The presumption of such journalism is that in my prejudiced ignorance I need to be informed about the human side of Iran. On the contrary, I suspect the Iranian polity of being only too human, with a political elite corrupt as well and undemocratic and inept. But then, I have no way of knowing.

I honestly don't think it's worth the BBC's being there if all they can do is operate as modified PR agents for the regime.

Sunday, November 20, 2005

The Timescale of Pessimism- set by the media

It could be that there are grim times ahead. I mentioned recently the high casualty rates in Iraq- well, they are not so high, but relative to months where perhaps 'only' 40 or so servicemen died, month on month averages of about 90 represents a problem.

Why so? Well, the damage was already being done by talk about quagmires when the casualty rates were significantly lower, when there were many pieces of the jigsaw still falling into place. Now, I notice, the bandagon has moved on: instead of Iraq as a country recovering from a war and dictatorship, more often we find merely a country at war- and this is standard on the right, so the left needn't bother anymore, but instead can play cynical politics, which is what they do best. Not that the casualty rates are so very high, but 'where we go from here' is always the stuff of politics- and increasing death rates never makes for popular politics.

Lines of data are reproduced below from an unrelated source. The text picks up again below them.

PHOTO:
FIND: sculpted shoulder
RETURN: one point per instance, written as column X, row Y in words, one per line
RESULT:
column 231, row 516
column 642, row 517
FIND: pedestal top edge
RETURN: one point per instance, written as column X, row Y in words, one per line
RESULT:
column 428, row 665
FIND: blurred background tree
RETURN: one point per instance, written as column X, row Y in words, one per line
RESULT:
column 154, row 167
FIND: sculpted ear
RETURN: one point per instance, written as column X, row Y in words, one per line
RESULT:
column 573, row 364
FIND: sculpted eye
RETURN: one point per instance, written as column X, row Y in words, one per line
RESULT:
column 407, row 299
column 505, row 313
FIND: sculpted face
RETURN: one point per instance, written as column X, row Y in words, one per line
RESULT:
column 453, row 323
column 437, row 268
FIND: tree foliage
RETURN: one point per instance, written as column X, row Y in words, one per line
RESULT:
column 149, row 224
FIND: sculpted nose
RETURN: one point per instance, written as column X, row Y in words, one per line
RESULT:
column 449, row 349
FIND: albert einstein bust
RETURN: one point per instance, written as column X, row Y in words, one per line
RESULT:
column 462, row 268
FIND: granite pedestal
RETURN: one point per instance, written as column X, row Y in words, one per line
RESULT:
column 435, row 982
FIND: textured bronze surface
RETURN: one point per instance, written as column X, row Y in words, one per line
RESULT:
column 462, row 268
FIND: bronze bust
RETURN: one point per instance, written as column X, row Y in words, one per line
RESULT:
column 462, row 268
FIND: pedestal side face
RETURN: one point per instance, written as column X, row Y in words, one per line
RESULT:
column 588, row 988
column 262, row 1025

This Weekly Standard article sums up the political situation which has arisen. My anger against the journalists who have cheerled this state of affairs will never abate- one more potential absurd echo of Vietnam, I suppose. In a very real sense these have given the terrorists targets to aim for- both in terms of the actual targets, and the numbers involved. One, two (troops) killed per day has been enough for the press to shriek hysterically and present the events as a failure of the Iraq policy. This has given a kind of breathing space to the terrorists, since they could maintain a low level of carnage and plan bigger things and sustainable increases of destruction in due course, safe in the knowledge that the political process was still heading in a favourable direction where it really counts- in the governments of the coalition, with America's preeminent.

Just to clarify why I think the political process is going badly- the two recent votes in the Senate, one about an exit strategy and one about an immediate withdrawal, tell the story. The exit timetable requested by the Senate is supposed to start in 2006. The terrorists must be delighted: just one more year to hold out before they can start to claim some serious victories, or at least have the US Senate seeing to their case in Washington. By contrast the motion- overwhelmingly rejected- concerning immediate pull-out, was merely a patriotic figleaf; hence even Mr Murtha voted against it.

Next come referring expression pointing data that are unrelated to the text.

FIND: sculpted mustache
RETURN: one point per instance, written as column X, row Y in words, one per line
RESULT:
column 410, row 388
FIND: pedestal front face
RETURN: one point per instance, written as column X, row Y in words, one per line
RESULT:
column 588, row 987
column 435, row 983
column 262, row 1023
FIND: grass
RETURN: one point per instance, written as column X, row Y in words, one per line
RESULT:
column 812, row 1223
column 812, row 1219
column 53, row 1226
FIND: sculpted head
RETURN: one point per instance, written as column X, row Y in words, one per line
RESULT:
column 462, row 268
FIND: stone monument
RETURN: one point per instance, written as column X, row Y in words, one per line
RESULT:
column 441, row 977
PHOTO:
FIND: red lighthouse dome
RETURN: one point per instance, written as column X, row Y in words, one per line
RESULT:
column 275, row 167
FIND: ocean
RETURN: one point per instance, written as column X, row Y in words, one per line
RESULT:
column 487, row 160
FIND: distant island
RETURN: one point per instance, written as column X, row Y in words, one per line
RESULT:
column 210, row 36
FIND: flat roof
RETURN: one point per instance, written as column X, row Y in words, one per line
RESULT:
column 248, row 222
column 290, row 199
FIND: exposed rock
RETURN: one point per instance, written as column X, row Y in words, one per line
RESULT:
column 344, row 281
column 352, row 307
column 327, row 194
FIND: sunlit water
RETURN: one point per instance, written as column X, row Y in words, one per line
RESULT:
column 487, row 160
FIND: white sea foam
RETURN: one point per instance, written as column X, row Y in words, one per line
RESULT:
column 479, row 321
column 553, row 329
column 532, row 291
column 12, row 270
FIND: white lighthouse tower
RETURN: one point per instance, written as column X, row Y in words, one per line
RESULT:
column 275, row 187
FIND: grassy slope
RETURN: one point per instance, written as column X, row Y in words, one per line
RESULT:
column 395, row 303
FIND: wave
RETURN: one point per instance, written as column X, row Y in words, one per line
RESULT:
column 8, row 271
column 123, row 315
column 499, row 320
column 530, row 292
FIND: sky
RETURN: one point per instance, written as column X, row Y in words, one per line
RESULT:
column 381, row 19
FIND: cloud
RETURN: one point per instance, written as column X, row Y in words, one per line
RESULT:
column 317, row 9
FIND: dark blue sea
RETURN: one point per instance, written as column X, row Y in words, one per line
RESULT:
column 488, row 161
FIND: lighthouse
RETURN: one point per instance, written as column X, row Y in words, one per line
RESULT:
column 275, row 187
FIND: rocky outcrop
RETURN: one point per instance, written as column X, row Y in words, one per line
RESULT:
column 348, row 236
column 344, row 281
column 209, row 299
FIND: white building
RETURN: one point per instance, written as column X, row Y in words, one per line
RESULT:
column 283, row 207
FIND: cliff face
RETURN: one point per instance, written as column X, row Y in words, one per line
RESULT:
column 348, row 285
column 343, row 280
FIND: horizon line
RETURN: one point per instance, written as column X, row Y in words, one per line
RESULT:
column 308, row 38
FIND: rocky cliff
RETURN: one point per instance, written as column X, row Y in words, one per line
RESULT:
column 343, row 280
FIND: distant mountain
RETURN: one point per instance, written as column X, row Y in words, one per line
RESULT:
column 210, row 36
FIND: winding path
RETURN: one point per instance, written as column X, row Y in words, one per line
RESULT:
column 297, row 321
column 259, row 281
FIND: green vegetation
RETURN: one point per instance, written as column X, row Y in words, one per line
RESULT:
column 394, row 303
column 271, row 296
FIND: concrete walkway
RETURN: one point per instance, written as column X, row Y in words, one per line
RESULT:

Sorry to be pessimistic, but I have other reasons to worry as well.

Much as I am taken by the idea of the Anglosphere, I am less than convinced that the will exists to make it a real reality. This is a great post from Albion's Seedlings, making many good points- but it's just the outline of a nice idea. Aside from the technology of the internet and telecommunications making it possible, I don't see the momentum- with the exception perhaps of some of our great trans-Atlanticists, such the the Scotts (Ablution and Expat) and Marc of Neverdock (all great sites, all in my blog links for your delectation).

I fear that much more potent in the world, in capturing the imagination of some and the non-cooperation of others which we (the UK and the US- Australia's needs are different) need to have a positive response from, is this kind of thing. The Iranian strategist comments:

"We have a strategy drawn up for the destruction of Anglo-Saxon civilization"

(hat-tip, Marc at Neverdock)

This is the country that is currently resisting attempts to thwart its nuclear ambitions, and being appeased.

In the battle between the anti-anglosphere and the anglosphere I think I know which one is more united in a common philosophy. Even Mugabe has tried to get in on the act.

The only bright side, I suppose, is the Iraqis themselves. The Beeb heralded a speech from Iraqi President Talabani indicating a willingness to talk to terrorists- yet this is not really a new thing, and what I love is where he says he will '"listen... even to criminals". I doubt that's quite what the Islamofascists are waiting to hear- God rot them.